Tornando al risveglio della politica, l’assessore ha risposto all’interrogazione del consigliere Sacco con una supercazzola che Tognazzi se la sognava. Per gli amanti del genere, il link alla seduta del Consiglio regionale del Piemonte del 3 maggio è questo (al min. 4,33 l’interrogazione, al min. 7,14 la risposta dell’assessore). Solo che questo non è un film, è realtà, e l’interprete ogni anno decide come spendere 8 miliardi: tanto vale la sanità in Piemonte. Sembra che ignori eventi e studi recenti che anche lui ha promosso e commissionato, dai quali emergono dati inoppugnabili in ordine agli standard economici per la costruzione di ospedali.

Il 21 gennaio scorso ha partecipato alla presentazione dell’“Analisi della rete erogativa della provincia di Cuneo, definizione delle azioni di riordino e dimensionamento clinico-gestionale dei nuovi ospedali di Cuneo e di Savigliano-Saluzzo”, dove a pag. 61, con riferimento al nuovo Santa Croce, è riportato che il nuovo ospedale avrà una superficie di 112.500 mq per 805 posti letto: ogni posto letto dunque varrà 139,8 mq. Nello stesso documento, a pag. 81, si legge che il nuovo ospedale di Savigliano-Saluzzo avrà una superficie di 56.500 mq per 382 posti letto. Qui ogni posto letto avrà una superficie di 147,9 mq.

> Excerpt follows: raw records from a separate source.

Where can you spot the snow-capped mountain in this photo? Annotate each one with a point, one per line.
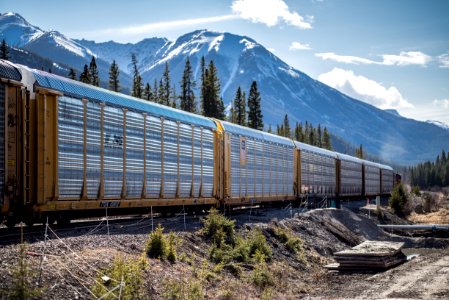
(52, 45)
(239, 61)
(17, 31)
(147, 51)
(439, 124)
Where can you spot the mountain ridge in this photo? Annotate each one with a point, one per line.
(240, 60)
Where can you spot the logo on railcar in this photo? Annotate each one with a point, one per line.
(113, 141)
(110, 204)
(243, 150)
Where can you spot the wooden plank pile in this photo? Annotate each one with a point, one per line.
(369, 255)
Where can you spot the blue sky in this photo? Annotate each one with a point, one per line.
(392, 54)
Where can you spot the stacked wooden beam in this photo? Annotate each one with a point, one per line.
(369, 255)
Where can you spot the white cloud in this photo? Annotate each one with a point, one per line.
(365, 89)
(403, 59)
(441, 103)
(299, 46)
(406, 58)
(269, 12)
(444, 60)
(344, 58)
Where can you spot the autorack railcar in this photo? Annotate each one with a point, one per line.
(69, 150)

Ignora cosa scrive Ires Piemonte, il suo Istituto Regionale di Ricerca Economica e Sociale, nella nota N. 2019/05 – 10 (numeri sui nuovi ospedali del Piemonte): “[…] La superficie teorica per il progetto di un nuovo ospedale è compresa fra 100 e 150 metri quadrati a posto letto (m2/pl). La variazione dipende prevalentemente dalle relazioni fra l’ospedale e le reti sanitarie nella gestione della continuità ospedale-territorio e dell’intensità di cura […]”. Fra l’altro non c’è nulla da inventare: le dimensioni di un ospedale non possono essere definite a piacere, la materia è regolamentata dal dm 2 aprile 2015, n.70 che definisce gli “[…] standard qualitativi, strutturali, tecnologici e qualitativi relativi all’assistenza ospedaliera”.

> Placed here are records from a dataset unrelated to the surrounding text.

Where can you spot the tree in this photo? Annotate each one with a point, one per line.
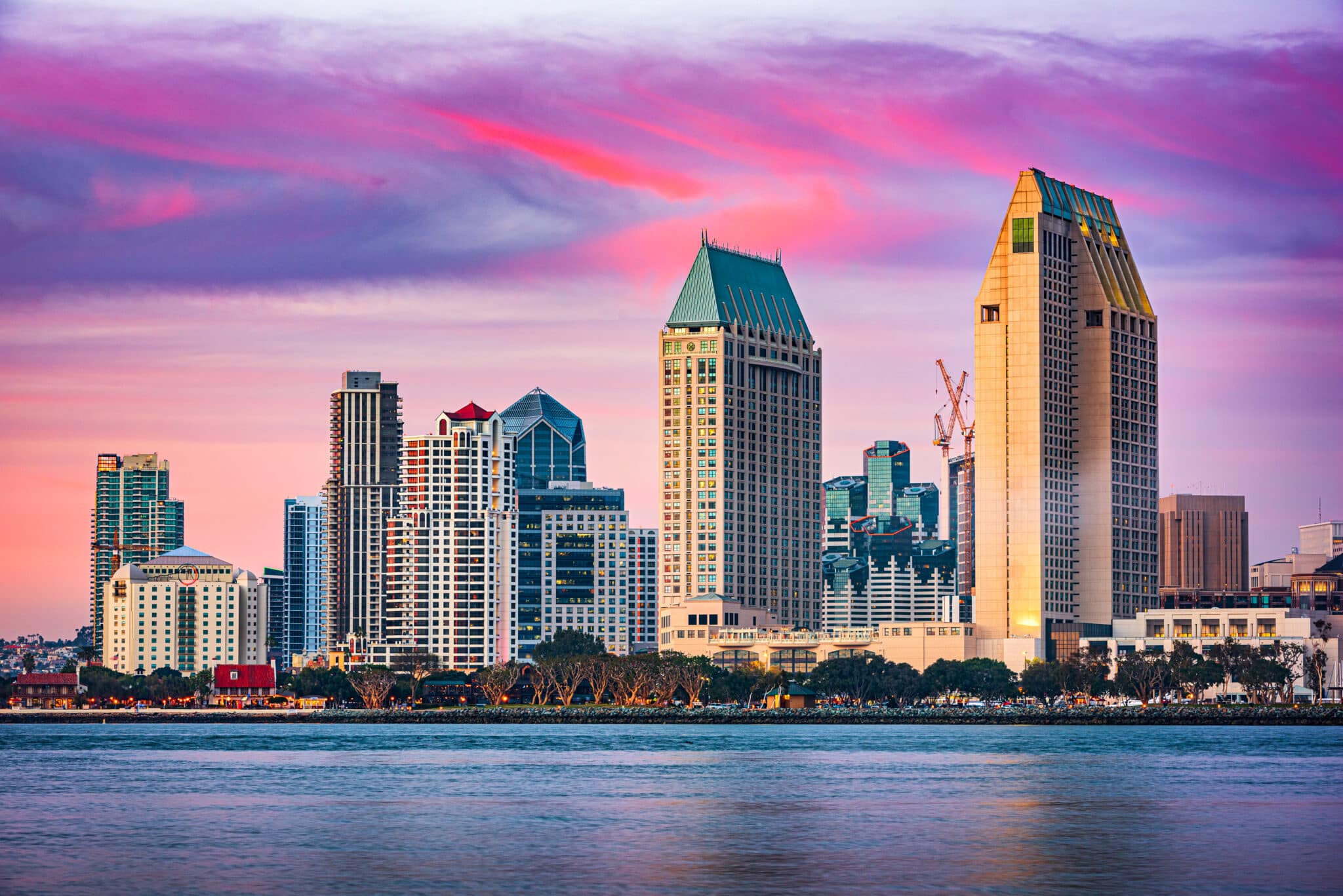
(906, 684)
(988, 679)
(372, 684)
(599, 676)
(418, 665)
(1143, 674)
(1088, 671)
(569, 642)
(494, 682)
(944, 677)
(1045, 680)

Meno di un anno fa il ministero della Salute segnalava che il Piemonte (in buona compagnia con altre regioni negligenti) non aveva ancora utilizzato ben 743 milioni di euro già stanziati per edilizia ospedaliera, avendo impegnato solamente il 54% dei fondi assegnati dal Governo per questo scopo. La legge di Bilancio 2022 ha poi assegnato al Piemonte altri 350 milioni di euro, così che il totale disponibile supera il miliardo. Non risulta che nel frattempo la situazione sia cambiata, ma la Finanziaria 2022, al comma 263, così recita: “L’accesso alle risorse di cui al presente comma è destinato prioritariamente alle regioni che abbiano esaurito, con la sottoscrizione di accordi, la propria disponibilità a valere sui citati 32 miliardi di euro”. Il Piemonte sarebbe già fuori dalle regioni finanziate.

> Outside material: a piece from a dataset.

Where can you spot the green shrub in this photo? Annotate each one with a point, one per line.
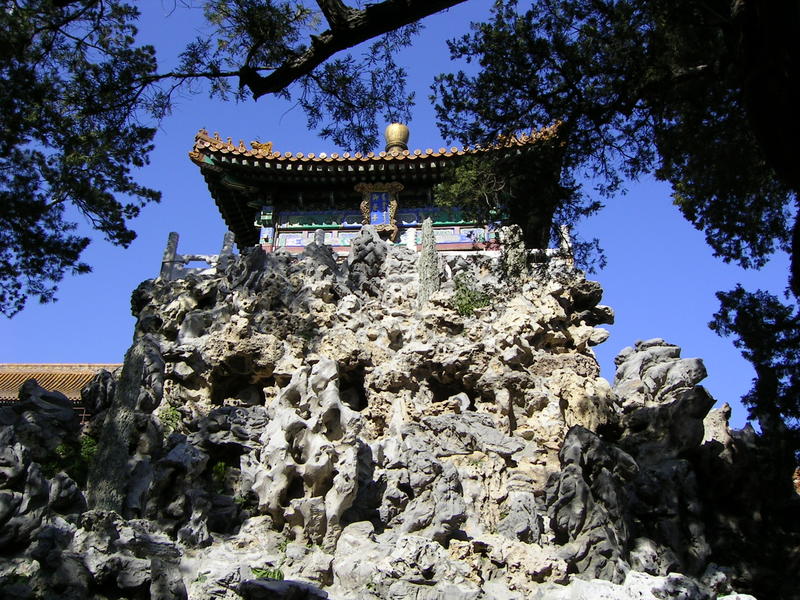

Sulla base delle risorse finanziarie disponibili, il Piemonte da tempo avrebbe potuto realizzare quasi tutti i nuovi ospedali attesi da decenni. Dunque i mezzi economici ci sarebbero, ma, in balìa degli interessi particolari dei medici e degli amministratori locali, il presidente Cirio e la sua Giunta regionale si limitano a osservare la paralisi, scegliendo di volta in volta a chi dare la colpa di una drammatica situazione di stallo che i piemontesi già pagano a caro prezzo e che nei prossimi anni pagheranno ancora di più.